Perjalanan hidup bangsa ini sudah lebih dari tujuh dasawarsa namun torehan
kejayaan masih teramat jauh untuk dimimpikan selayaknya negeri yang kondang
kalongkang sebagai negeri yang “subur
makmur ,gemah ripah loh jinawi, karto titi tentrem tuwin raharjo”. Sebuah
idiom jawa yang sangat filosofis untuk
menggambarkan kondisi negeri ini akan anugerah kekayaan alam yang terkandung di
dalamnya. Dengan modal itu sudah selayaknya jika negeri ini mampu berbicara
banyak dalam kancah internasional menjelang usianya yang beranjak dewasa. Namun
ironinya serasa kita masih jalan ditempat, terjebak oleh situasi yang
diciptakan sendiri oleh tata kelakuan bangsa kita yang kurang bertanggungjawab.
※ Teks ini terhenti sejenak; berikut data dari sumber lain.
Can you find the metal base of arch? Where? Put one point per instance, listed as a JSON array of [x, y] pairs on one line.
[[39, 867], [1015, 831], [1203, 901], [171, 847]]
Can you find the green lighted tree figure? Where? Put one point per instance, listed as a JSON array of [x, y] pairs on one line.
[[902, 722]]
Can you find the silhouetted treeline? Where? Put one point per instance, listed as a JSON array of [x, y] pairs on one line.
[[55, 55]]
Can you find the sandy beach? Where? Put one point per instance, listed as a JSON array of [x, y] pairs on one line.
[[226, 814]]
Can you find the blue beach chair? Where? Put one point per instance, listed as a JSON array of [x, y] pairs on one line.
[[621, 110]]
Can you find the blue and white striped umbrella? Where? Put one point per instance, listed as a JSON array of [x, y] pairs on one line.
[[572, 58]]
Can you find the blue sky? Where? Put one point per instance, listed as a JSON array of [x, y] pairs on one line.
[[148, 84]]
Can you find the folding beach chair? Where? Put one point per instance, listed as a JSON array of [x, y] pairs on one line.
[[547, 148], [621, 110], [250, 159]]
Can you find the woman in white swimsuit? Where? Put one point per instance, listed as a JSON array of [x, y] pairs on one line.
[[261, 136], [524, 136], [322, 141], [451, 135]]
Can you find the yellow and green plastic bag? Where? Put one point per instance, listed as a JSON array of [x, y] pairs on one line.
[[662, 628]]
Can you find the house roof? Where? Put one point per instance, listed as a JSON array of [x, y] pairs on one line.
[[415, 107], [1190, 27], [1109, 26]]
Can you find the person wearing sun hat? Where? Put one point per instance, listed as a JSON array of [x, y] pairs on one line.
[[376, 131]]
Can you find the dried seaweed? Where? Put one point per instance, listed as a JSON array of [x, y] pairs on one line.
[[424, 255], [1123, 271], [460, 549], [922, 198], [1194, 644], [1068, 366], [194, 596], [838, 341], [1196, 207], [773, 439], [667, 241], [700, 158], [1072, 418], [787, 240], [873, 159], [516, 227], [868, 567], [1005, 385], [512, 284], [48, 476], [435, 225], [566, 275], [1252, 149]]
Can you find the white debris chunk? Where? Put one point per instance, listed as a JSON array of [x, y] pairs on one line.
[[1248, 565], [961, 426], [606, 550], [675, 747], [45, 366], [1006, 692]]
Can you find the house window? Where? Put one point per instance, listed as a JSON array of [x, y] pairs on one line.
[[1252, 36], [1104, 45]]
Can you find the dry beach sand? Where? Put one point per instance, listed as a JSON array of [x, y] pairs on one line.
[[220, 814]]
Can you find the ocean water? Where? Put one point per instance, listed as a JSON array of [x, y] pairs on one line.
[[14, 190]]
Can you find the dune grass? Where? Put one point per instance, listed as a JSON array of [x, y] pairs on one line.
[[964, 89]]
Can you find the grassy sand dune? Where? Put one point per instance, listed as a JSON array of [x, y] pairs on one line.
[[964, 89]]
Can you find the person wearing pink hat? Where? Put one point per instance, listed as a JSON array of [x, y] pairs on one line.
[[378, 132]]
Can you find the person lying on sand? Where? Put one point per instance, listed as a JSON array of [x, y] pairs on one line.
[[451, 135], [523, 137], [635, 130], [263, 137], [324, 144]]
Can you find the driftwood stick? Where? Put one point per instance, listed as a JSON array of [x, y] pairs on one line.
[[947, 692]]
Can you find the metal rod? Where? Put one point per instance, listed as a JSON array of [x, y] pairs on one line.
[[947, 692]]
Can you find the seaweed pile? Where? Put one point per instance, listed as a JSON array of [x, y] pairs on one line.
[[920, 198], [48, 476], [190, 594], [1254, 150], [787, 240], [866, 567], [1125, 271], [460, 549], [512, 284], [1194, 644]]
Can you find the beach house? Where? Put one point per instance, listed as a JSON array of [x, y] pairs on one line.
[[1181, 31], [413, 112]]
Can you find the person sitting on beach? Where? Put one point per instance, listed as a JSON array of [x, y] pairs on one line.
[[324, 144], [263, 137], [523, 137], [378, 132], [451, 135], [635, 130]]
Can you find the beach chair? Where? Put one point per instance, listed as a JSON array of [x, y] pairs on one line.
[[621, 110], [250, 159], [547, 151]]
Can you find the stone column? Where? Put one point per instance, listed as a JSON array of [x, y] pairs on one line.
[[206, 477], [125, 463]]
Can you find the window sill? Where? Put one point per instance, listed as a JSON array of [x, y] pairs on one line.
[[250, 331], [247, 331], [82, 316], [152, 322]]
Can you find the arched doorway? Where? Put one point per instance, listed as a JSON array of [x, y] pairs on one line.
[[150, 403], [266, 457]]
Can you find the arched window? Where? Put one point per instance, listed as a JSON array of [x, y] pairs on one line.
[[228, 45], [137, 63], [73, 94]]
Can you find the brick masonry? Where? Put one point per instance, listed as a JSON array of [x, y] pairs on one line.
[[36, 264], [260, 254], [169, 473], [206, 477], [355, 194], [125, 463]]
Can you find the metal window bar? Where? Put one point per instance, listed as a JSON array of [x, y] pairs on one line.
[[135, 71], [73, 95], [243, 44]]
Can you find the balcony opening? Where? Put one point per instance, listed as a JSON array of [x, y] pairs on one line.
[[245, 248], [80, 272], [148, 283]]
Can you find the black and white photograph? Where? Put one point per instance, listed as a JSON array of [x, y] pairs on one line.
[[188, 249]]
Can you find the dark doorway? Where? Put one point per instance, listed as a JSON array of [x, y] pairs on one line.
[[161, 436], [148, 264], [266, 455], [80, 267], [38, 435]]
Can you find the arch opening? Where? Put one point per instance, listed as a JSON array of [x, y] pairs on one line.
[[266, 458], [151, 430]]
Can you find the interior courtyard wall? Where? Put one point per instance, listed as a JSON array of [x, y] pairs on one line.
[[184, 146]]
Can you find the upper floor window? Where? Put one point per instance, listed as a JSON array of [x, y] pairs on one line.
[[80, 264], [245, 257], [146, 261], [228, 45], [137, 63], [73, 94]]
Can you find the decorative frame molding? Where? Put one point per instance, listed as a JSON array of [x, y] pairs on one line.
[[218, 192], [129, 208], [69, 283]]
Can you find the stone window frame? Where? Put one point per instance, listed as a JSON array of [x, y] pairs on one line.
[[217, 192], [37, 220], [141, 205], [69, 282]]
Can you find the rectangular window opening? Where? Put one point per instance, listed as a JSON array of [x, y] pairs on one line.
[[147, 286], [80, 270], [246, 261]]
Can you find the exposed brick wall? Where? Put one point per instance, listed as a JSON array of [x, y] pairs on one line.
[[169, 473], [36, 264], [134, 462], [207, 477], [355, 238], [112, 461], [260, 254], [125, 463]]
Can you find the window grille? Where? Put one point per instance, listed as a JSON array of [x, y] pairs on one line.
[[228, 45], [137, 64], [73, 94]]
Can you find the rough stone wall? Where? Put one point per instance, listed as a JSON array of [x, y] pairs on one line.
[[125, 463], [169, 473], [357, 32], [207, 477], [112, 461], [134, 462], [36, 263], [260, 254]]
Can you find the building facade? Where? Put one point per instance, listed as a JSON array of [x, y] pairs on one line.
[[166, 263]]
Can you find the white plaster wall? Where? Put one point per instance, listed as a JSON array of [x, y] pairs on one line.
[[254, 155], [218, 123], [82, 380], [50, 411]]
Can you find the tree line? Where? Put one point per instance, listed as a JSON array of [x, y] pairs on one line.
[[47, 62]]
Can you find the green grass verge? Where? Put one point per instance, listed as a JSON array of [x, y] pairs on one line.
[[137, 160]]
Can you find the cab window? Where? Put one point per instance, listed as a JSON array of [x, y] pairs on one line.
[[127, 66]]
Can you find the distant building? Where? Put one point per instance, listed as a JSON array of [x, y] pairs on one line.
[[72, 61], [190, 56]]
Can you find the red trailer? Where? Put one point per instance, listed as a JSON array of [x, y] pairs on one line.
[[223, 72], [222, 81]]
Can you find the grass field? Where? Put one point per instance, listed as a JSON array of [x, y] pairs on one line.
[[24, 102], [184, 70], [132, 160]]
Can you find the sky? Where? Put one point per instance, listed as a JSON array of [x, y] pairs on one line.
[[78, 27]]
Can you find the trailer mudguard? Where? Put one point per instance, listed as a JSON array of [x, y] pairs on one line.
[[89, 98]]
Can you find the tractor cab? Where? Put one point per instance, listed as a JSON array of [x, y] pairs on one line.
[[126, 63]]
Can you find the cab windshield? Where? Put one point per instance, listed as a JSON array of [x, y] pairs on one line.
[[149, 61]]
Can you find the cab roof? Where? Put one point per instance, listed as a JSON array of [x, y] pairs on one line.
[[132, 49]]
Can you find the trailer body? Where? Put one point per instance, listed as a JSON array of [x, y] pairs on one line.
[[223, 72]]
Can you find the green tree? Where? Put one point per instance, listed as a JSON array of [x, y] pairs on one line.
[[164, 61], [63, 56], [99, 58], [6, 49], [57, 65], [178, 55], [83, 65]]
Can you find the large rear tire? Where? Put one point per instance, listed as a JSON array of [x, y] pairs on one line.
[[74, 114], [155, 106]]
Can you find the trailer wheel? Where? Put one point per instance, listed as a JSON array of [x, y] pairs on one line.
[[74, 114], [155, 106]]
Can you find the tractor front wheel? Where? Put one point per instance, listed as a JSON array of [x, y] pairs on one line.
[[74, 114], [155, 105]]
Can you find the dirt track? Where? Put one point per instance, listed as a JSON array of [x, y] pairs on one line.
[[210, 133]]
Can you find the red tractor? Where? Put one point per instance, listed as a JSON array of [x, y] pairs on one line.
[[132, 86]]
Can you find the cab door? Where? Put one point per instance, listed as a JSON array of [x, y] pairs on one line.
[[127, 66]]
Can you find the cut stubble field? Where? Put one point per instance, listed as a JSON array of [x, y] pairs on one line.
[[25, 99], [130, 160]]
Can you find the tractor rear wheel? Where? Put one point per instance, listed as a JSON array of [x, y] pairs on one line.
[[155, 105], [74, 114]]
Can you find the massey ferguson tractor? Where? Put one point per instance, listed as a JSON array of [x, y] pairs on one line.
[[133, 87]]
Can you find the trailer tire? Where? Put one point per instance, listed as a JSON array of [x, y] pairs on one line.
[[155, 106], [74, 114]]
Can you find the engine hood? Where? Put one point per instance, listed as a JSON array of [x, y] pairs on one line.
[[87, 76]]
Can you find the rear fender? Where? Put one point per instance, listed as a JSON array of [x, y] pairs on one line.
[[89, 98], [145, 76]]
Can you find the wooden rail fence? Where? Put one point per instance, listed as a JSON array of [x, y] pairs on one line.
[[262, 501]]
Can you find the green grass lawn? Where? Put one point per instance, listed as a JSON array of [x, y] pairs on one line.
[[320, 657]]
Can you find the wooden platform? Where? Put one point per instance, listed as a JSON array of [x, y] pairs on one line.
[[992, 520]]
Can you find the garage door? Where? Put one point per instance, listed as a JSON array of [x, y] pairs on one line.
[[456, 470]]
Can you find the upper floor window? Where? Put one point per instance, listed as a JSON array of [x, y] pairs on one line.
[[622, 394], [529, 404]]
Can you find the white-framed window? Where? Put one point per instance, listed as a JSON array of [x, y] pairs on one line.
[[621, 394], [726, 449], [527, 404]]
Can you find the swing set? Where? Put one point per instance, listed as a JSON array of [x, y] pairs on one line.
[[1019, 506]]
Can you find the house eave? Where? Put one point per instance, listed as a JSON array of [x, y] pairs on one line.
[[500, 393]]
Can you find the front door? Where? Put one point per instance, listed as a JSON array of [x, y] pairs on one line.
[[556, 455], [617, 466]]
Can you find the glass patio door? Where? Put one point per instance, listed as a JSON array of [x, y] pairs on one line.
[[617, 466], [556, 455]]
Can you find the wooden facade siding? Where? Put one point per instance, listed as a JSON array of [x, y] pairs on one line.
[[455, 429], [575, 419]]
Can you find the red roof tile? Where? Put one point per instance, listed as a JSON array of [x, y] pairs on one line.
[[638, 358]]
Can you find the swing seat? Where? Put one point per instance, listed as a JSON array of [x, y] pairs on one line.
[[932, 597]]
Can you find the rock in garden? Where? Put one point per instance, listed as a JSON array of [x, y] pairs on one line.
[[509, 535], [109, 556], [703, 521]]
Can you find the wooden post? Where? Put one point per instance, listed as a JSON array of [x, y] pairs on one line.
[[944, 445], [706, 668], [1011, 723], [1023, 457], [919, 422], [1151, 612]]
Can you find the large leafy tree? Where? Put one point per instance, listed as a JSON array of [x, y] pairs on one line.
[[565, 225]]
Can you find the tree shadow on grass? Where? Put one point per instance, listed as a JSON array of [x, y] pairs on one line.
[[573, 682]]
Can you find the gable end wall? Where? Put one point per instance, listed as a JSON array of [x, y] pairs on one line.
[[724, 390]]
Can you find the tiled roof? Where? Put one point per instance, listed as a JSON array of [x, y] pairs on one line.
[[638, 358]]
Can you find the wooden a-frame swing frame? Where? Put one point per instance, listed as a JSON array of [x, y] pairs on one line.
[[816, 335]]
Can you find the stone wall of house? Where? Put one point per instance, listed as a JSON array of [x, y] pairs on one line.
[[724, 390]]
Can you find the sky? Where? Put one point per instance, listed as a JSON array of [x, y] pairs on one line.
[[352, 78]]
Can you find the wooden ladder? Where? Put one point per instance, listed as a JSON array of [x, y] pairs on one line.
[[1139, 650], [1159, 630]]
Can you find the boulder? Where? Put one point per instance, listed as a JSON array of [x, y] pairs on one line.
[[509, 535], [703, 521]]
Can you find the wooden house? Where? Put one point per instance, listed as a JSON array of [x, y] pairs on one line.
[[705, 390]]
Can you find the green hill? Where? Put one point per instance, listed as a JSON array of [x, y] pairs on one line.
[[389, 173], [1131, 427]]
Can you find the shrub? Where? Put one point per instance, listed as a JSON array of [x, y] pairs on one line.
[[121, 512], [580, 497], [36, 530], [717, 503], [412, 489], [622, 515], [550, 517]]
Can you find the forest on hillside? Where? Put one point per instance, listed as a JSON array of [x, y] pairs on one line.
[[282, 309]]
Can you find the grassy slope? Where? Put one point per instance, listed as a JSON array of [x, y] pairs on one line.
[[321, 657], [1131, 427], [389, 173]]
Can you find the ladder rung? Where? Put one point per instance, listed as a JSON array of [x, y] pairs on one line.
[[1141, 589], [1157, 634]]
Jangankan untuk berbicara banyak dalam kancah internasional untuk sedikit
membuat senyum kesejahteraan bagi seluruh warganya saja masih terasa pahit dan
getir. Negeri ini terus disibukkan dengan urusan sistem tata kelola Negara yang
perlahan-lahan dibenahi namun malah terasa semakin “amburadul” oleh kelakuan mereka yang kita percaya untuk memegang
tonggak pembaharuan. Kembali harus manusia Indonesia yang menggung kesalahanya
meski tidak semuanya. Kemerosotan karakter bangsa Indonesia menjadi momok yang
paling menakutkan bagi maju tidaknya sebuah peradaban, kualitas tidaknya suatu
bangsa dan tinggi rendahnya sebuah kebudayaan. Salah satu contohnya yang paling
kentara dan rakyat menjadi muak adalah “korupsi” sang selalu menjadi sajian
utama berita-berita di media yang setiap waktu ditampilkan. Tahun berganti
wajah baru bermunculan sebagai pemimpin namun kasus korup ini seakan-akan
mendarah daging dalam dalam tubuh demokrasi di negeri ini. Kekayaan negeri ini
yang seharusnya untuk kesejahteraan rakyat dijadikan “bancaan” oleh mereka yang
mengatasnamakan rakyat itu sendiri. Peringkat korup Negara ini masih menduduki
peringkat ke 107 di Dunia berdasarkan data dari Transparency
International di tahun 2014. Bukti adanya degradasi karakter yang menimpa
mereka. Belum lagi berbagai aksi-aksi lainya yang merugikan kehidupan berbangsa
dan bernegara. Menjadi sebuah pertanyaan besar yang mesti kita jawab
bersama-sama terkait fenomena ini. Pendidikan menjadi solusi bagi permasalahan
utama yang mendera negeri ini. Disitulah penyakit degradasi karakter itu dapat
dientaskan dari keterpurukan, disitulah bangsa ini mampu mencetak generasi emasnya.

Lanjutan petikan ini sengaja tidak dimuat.